Let's try downloading the file again:

In [19]:
!wget http://host.docker.internal:9000/exercise-2/eth_zurich.jpeg

--2023-08-04 15:45:19--  http://host.docker.internal:9000/exercise-2/eth_zurich.jpeg
Resolving proxy.ethz.ch (proxy.ethz.ch)... 129.132.202.155
Connecting to proxy.ethz.ch (proxy.ethz.ch)|129.132.202.155|:3128... connected.
Proxy request sent, awaiting response... 307 Temporary Redirect
Location: https://proxybd.ethz.ch/cgi-bin/login.pl?url=http%3A%2F%2Fhost.docker.internal%3A9000%2Fexercise-2%2Feth_zurich.jpeg [following]
--2023-08-04 15:45:19--  https://proxybd.ethz.ch/cgi-bin/login.pl?url=http%3A%2F%2Fhost.docker.internal%3A9000%2Fexercise-2%2Feth_zurich.jpeg
Connecting to proxy.ethz.ch (proxy.ethz.ch)|129.132.202.155|:3128... 

connected.
Proxy request sent, awaiting response... 200 OK
Length: unspecified [text/html]
Saving to: ‘eth_zurich.jpeg.2’

eth_zurich.jpeg.2       [ <=>                ]   1.15K  --.-KB/s    in 0.01s   

2023-08-04 15:45:19 (117 KB/s) - ‘eth_zurich.jpeg.2’ saved [1182]



The file should now have downloaded into your current working directory.

In this exercise, we setup a locally hosted object storage server using MinIO. MinIO is an Amazon S3 compatible object storage solution.
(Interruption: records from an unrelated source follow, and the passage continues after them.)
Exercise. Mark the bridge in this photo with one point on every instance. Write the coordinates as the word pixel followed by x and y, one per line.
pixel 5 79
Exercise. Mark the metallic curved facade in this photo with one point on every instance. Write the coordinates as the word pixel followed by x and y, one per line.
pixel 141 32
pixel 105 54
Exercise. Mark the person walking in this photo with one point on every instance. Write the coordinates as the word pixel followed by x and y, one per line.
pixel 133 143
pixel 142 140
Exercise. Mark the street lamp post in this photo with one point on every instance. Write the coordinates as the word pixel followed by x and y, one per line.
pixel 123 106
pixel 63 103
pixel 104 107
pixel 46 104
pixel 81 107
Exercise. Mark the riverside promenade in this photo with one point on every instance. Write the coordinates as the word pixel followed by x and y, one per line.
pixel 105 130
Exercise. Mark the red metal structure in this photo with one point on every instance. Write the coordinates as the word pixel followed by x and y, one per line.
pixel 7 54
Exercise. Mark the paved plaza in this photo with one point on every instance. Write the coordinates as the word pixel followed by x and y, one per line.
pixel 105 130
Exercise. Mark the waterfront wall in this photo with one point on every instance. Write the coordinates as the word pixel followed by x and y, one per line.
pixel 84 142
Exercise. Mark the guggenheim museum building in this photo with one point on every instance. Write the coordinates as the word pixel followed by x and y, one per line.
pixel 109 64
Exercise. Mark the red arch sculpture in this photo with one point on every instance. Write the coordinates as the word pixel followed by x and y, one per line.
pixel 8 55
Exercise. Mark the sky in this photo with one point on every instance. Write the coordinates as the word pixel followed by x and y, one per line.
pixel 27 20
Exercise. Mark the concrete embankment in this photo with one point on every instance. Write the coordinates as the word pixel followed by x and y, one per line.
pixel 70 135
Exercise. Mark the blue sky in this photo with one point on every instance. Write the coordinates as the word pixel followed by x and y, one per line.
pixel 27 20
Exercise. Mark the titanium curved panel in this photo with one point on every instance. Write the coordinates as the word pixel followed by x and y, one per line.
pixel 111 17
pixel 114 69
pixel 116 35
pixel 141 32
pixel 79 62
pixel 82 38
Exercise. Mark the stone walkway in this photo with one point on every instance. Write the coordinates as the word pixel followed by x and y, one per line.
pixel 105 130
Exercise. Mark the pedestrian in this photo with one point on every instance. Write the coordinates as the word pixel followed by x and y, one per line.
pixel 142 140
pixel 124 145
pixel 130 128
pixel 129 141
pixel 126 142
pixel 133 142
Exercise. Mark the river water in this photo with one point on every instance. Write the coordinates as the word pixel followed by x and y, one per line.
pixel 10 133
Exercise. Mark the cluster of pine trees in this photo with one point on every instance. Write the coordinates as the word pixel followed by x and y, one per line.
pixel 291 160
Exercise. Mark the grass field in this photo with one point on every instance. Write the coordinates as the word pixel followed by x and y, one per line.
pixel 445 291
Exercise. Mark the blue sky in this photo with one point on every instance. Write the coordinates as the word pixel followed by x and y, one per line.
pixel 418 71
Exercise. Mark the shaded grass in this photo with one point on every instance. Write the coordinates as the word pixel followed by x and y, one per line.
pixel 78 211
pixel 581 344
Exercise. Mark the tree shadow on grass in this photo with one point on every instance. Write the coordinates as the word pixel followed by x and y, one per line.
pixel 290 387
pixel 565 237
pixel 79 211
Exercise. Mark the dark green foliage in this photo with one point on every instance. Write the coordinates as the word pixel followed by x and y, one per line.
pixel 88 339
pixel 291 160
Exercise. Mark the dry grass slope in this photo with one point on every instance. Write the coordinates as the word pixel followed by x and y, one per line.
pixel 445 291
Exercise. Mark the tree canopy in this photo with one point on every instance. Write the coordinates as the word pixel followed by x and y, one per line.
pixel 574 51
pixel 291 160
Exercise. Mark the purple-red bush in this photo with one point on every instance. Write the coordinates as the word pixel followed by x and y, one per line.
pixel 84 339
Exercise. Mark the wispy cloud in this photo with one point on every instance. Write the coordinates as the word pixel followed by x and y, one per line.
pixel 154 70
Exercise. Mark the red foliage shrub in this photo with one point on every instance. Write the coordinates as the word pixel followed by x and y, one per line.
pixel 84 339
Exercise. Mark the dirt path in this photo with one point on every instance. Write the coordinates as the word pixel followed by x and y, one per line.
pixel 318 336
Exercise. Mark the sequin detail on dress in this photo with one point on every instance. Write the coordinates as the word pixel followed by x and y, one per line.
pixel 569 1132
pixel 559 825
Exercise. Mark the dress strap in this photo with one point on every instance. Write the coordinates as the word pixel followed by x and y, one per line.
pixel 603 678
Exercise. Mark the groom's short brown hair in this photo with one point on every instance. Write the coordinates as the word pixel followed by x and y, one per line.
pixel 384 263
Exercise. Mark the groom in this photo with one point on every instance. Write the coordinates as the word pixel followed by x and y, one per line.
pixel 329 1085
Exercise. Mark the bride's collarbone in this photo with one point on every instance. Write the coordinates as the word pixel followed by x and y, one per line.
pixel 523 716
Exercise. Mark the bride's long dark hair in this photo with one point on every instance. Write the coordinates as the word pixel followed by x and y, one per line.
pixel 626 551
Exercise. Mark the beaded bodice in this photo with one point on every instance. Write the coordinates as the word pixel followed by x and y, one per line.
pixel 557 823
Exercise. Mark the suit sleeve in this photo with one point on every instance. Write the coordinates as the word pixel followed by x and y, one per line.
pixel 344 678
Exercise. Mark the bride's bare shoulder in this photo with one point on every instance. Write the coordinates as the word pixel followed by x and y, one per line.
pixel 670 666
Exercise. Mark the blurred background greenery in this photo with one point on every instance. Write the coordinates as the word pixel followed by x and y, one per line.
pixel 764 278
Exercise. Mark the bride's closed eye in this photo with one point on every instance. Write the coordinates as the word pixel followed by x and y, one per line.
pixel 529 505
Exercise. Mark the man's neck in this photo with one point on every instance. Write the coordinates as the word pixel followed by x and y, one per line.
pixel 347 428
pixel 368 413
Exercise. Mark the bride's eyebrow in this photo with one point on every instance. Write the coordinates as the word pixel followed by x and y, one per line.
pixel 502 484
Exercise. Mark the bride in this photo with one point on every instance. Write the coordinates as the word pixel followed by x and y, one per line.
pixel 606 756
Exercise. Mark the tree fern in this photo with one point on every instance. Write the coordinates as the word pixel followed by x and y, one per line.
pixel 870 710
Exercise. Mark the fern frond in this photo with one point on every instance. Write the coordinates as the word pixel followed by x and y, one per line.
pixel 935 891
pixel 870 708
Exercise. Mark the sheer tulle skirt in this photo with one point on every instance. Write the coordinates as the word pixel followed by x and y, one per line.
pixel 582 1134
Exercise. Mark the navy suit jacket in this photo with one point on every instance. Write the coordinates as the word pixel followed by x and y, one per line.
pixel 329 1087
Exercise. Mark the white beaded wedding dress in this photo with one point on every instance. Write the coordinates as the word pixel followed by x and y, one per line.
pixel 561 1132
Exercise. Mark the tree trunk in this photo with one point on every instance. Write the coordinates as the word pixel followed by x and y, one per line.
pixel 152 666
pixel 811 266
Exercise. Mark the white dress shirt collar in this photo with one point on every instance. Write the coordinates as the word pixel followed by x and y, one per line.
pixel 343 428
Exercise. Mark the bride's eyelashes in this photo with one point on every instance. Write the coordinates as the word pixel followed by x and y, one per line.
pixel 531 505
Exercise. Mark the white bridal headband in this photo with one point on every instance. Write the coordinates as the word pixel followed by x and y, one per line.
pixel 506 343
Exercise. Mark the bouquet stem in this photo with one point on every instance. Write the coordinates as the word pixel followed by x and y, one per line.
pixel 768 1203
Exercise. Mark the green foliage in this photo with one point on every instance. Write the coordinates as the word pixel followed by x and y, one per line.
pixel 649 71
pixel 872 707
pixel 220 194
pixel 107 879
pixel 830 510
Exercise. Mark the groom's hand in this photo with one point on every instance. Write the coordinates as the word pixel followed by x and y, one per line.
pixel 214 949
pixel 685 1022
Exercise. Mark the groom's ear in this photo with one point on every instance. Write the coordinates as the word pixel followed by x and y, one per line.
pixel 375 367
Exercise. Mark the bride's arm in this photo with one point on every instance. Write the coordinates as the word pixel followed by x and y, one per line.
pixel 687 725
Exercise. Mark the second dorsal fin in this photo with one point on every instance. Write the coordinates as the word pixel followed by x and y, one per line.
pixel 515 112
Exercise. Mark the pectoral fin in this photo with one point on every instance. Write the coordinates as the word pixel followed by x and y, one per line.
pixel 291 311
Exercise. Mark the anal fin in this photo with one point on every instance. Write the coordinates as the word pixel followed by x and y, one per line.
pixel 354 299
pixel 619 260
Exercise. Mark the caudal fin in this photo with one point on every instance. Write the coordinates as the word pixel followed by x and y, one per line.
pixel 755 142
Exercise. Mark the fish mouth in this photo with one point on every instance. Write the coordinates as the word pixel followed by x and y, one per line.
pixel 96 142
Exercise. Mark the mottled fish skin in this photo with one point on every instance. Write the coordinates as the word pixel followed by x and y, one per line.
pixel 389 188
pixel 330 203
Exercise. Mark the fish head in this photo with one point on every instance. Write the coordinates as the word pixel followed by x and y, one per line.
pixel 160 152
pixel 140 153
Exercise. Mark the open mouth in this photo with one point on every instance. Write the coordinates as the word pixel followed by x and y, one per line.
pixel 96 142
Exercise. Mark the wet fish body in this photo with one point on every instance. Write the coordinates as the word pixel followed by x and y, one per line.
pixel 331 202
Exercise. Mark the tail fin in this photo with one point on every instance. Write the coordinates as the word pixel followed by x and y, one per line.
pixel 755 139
Later in this course, we will use Microsoft Azure for Object Storage. While there are differences between these services, you will see that a number of concepts such as Buckets (Containers in Azure), Access keys & Access Policy translate well between them. 


## Whats next:

1. *Public MinIO server*: MinIO provides a public *play* server at [https://play.min.io](https://play.min.io). You can explore the above described above on a server that is not hosted on your machine. Note that any file uploaded this server are considered public and non-protected! So be careful what you upload here. For more information, read here [https://min.io/docs/minio/container/index.html](link).

2. *MinIO console client*: MinIO also comes with a console client to communicate with the servers. You can use this client to practice querying object storage servers and the use of access keys. For more information, look at the documentation at [https://min.io/docs/minio/container/administration/minio-console.html#minio-console](link).

3. *Microsoft Azure / Amazon S3*: These solutions usually provide students with a number of free credits when creating new accounts. You can also try getting some credits on these services to try out these solutions.